2. Ripeness at Harvest

Fruit harvested closer to full ripeness develops more complex aromatic compounds. Many commercial strawberries are picked earlier to withstand transport.

3. Variety and Selection

Smaller growers can prioritise taste over shipping durability and uniformity.

4. Supply Chain Length

Shorter supply chains mean less refrigeration time and less storage degradation.

The result?

You smell them before you bite.
They’re soft, not rubber-firm.
They carry sweetness and acidity together.
The flavour lingers.

After that experience, conventional strawberries feel diluted.


The Price Question

Around $10 per punnet sounds expensive.

Until you taste them.

When I shared them with others, the reaction was the same: silence, then disbelief.

One punnet created more genuine enjoyment than multiple supermarket punnets ever have.

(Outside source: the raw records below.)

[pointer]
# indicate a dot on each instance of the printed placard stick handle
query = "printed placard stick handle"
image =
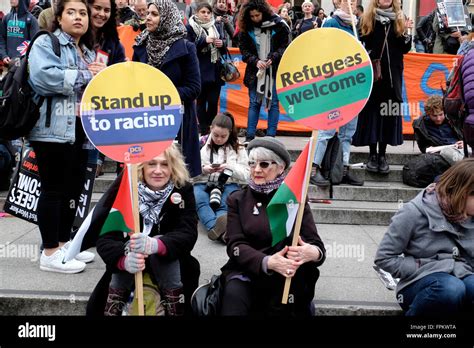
(136, 221)
(299, 216)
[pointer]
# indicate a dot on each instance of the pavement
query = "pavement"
(347, 286)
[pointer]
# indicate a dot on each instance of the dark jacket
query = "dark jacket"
(467, 70)
(181, 65)
(178, 227)
(13, 33)
(425, 32)
(250, 234)
(248, 49)
(126, 14)
(424, 236)
(210, 72)
(423, 137)
(114, 49)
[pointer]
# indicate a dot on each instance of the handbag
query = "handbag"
(228, 71)
(206, 299)
(377, 63)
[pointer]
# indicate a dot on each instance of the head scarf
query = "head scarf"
(170, 29)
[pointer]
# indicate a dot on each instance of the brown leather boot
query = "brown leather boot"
(116, 302)
(174, 302)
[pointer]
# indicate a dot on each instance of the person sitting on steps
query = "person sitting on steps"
(433, 129)
(221, 151)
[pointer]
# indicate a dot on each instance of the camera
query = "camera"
(215, 187)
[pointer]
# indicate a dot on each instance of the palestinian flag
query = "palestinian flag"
(113, 212)
(283, 207)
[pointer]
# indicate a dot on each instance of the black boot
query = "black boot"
(372, 164)
(350, 179)
(383, 165)
(116, 302)
(174, 302)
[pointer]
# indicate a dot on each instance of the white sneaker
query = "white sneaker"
(85, 256)
(55, 263)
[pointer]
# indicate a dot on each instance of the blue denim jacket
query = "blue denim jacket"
(56, 76)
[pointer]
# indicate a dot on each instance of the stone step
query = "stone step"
(347, 284)
(354, 212)
(373, 191)
(395, 174)
(16, 304)
(333, 212)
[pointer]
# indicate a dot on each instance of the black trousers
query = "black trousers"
(262, 297)
(207, 106)
(62, 172)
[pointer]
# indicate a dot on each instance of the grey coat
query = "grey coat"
(428, 242)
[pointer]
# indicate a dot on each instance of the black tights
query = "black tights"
(62, 172)
(382, 149)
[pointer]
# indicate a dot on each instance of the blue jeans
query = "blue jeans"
(206, 215)
(345, 137)
(254, 112)
(437, 294)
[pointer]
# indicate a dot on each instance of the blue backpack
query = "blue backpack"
(18, 111)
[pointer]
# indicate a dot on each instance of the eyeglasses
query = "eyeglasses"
(262, 164)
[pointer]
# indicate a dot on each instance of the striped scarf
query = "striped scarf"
(268, 186)
(151, 202)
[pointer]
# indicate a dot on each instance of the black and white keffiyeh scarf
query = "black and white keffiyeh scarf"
(151, 202)
(269, 186)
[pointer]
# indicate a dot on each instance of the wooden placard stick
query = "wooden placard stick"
(136, 220)
(299, 216)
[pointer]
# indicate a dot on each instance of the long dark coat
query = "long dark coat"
(372, 127)
(210, 72)
(249, 241)
(248, 48)
(181, 65)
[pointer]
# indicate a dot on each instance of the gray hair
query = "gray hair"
(262, 154)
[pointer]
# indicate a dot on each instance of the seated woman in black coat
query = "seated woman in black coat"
(255, 274)
(169, 231)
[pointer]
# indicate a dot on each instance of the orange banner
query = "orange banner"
(423, 76)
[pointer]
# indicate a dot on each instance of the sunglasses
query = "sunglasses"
(262, 164)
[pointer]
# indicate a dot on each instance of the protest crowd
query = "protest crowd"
(223, 177)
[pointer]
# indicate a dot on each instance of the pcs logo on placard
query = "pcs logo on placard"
(136, 151)
(334, 115)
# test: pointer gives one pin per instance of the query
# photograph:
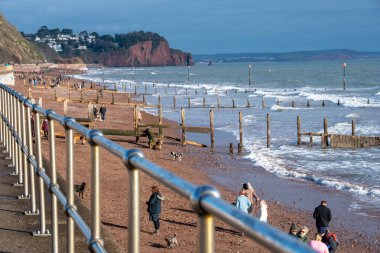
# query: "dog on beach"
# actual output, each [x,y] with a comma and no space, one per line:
[176,156]
[80,188]
[263,211]
[172,241]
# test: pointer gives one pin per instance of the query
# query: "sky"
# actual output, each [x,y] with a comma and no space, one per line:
[214,26]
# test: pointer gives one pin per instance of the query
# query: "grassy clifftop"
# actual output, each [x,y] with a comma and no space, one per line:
[13,47]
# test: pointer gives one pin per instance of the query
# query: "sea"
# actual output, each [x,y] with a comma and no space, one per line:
[285,88]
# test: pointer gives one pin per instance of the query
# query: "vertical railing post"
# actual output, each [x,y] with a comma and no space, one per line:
[183,126]
[24,156]
[134,208]
[18,138]
[53,178]
[42,230]
[95,191]
[33,210]
[70,188]
[206,233]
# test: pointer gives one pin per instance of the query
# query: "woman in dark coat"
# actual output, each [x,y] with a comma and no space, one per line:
[154,208]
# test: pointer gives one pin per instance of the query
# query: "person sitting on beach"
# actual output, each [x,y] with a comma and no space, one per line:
[293,230]
[318,245]
[302,234]
[95,112]
[251,194]
[322,216]
[242,202]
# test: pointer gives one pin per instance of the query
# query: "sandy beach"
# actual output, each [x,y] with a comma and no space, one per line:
[199,166]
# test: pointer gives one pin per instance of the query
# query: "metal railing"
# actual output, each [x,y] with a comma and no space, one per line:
[16,134]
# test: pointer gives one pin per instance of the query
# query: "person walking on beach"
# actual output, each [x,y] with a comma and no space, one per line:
[251,194]
[322,216]
[154,208]
[302,234]
[102,111]
[242,202]
[95,112]
[45,128]
[330,240]
[318,245]
[293,230]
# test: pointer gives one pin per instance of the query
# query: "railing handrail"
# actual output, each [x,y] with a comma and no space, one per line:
[205,199]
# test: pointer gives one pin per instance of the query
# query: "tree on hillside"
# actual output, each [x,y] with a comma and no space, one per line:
[66,31]
[43,31]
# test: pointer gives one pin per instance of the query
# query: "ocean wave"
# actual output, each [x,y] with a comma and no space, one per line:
[277,166]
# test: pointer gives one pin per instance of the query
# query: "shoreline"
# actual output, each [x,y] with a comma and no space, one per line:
[195,162]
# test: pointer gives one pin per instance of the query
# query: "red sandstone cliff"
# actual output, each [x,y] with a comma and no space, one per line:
[143,54]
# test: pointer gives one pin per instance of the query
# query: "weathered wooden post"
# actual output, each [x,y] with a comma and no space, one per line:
[325,133]
[135,123]
[160,120]
[298,130]
[241,131]
[249,74]
[183,126]
[344,75]
[65,107]
[90,110]
[212,134]
[268,130]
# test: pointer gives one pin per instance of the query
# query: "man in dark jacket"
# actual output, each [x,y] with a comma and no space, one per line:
[330,240]
[322,216]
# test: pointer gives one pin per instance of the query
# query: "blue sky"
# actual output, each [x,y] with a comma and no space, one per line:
[214,26]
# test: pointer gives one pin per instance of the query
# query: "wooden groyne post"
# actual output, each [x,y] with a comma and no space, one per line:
[268,130]
[183,126]
[240,133]
[298,130]
[212,135]
[325,136]
[160,120]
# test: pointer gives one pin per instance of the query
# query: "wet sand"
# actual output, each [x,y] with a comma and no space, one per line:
[200,166]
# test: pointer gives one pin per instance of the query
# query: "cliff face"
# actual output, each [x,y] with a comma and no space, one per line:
[13,47]
[141,54]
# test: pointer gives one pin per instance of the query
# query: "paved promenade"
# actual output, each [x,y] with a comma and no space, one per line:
[16,227]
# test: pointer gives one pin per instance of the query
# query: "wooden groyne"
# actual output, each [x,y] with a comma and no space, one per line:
[338,140]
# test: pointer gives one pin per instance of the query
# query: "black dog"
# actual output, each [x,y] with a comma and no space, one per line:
[80,188]
[176,156]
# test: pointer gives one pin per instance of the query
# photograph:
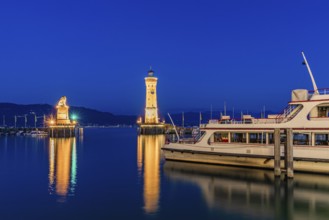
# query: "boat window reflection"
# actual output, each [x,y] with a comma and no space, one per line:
[255,193]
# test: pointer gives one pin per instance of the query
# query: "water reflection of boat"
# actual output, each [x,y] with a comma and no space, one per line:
[62,167]
[256,193]
[148,162]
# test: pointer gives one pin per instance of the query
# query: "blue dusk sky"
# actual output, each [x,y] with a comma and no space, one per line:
[97,53]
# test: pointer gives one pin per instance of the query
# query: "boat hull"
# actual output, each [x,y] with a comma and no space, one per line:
[262,161]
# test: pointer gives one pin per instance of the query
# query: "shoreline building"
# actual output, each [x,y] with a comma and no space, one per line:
[151,123]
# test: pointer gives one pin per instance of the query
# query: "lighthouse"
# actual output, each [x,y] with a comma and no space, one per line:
[151,107]
[151,123]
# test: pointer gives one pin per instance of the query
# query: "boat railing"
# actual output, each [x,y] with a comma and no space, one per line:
[288,113]
[324,91]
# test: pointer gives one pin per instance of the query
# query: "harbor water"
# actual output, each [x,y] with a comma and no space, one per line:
[113,173]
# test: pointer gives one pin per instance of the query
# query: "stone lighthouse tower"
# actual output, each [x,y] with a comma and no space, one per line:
[151,123]
[151,107]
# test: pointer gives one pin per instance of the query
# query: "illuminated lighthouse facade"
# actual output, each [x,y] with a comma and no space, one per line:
[151,108]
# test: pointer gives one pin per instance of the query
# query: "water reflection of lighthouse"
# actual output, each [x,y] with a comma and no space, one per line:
[62,167]
[148,161]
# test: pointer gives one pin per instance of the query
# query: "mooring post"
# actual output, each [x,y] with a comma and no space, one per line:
[277,152]
[289,158]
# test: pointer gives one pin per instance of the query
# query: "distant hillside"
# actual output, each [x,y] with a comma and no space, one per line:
[85,116]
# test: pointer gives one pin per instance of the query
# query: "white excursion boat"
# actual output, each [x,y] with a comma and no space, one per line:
[250,141]
[38,133]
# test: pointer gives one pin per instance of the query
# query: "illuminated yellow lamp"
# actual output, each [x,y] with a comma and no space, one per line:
[151,107]
[139,120]
[62,117]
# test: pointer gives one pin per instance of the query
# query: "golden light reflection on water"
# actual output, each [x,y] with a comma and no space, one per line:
[62,167]
[256,193]
[148,163]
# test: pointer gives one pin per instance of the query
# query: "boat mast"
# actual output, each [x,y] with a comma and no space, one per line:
[311,75]
[174,126]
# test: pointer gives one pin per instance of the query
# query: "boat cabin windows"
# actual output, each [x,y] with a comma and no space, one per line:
[320,112]
[221,137]
[301,139]
[321,139]
[323,111]
[238,138]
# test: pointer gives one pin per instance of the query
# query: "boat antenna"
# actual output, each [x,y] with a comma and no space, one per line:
[172,122]
[311,75]
[224,108]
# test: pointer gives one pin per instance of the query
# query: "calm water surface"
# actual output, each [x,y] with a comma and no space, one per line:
[113,173]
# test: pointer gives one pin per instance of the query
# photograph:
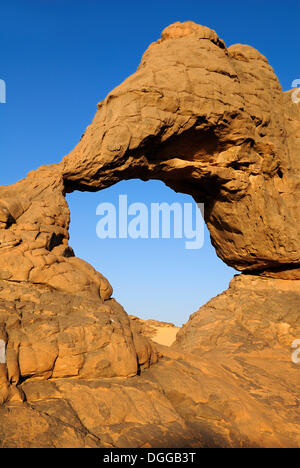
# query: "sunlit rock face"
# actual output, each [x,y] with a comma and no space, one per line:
[208,121]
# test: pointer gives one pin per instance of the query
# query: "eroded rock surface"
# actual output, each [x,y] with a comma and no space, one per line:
[209,121]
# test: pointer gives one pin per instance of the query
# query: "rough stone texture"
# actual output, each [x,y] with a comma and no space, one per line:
[209,121]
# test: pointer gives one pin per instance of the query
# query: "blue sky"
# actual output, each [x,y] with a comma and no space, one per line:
[59,58]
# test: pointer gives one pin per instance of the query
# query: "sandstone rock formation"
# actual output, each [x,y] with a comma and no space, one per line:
[209,121]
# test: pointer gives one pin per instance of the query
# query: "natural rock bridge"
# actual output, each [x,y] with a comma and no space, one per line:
[211,122]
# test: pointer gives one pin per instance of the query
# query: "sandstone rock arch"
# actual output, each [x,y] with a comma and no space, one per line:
[207,120]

You’re not paying for volume.
You’re paying for intensity.


Availability

These strawberries are seasonal and limited.

If you want them, you need timing.

They arrive.
They hit the shelf.
They sell out.

There is no warehouse of backup stock.

And maybe that’s the point.


Why This Matters

Food can shift behaviour.

Not through argument.
Through experience.

A strawberry that recalibrates your expectations might be the most persuasive organic argument you’ll ever encounter.

There is no going back once you know what is possible.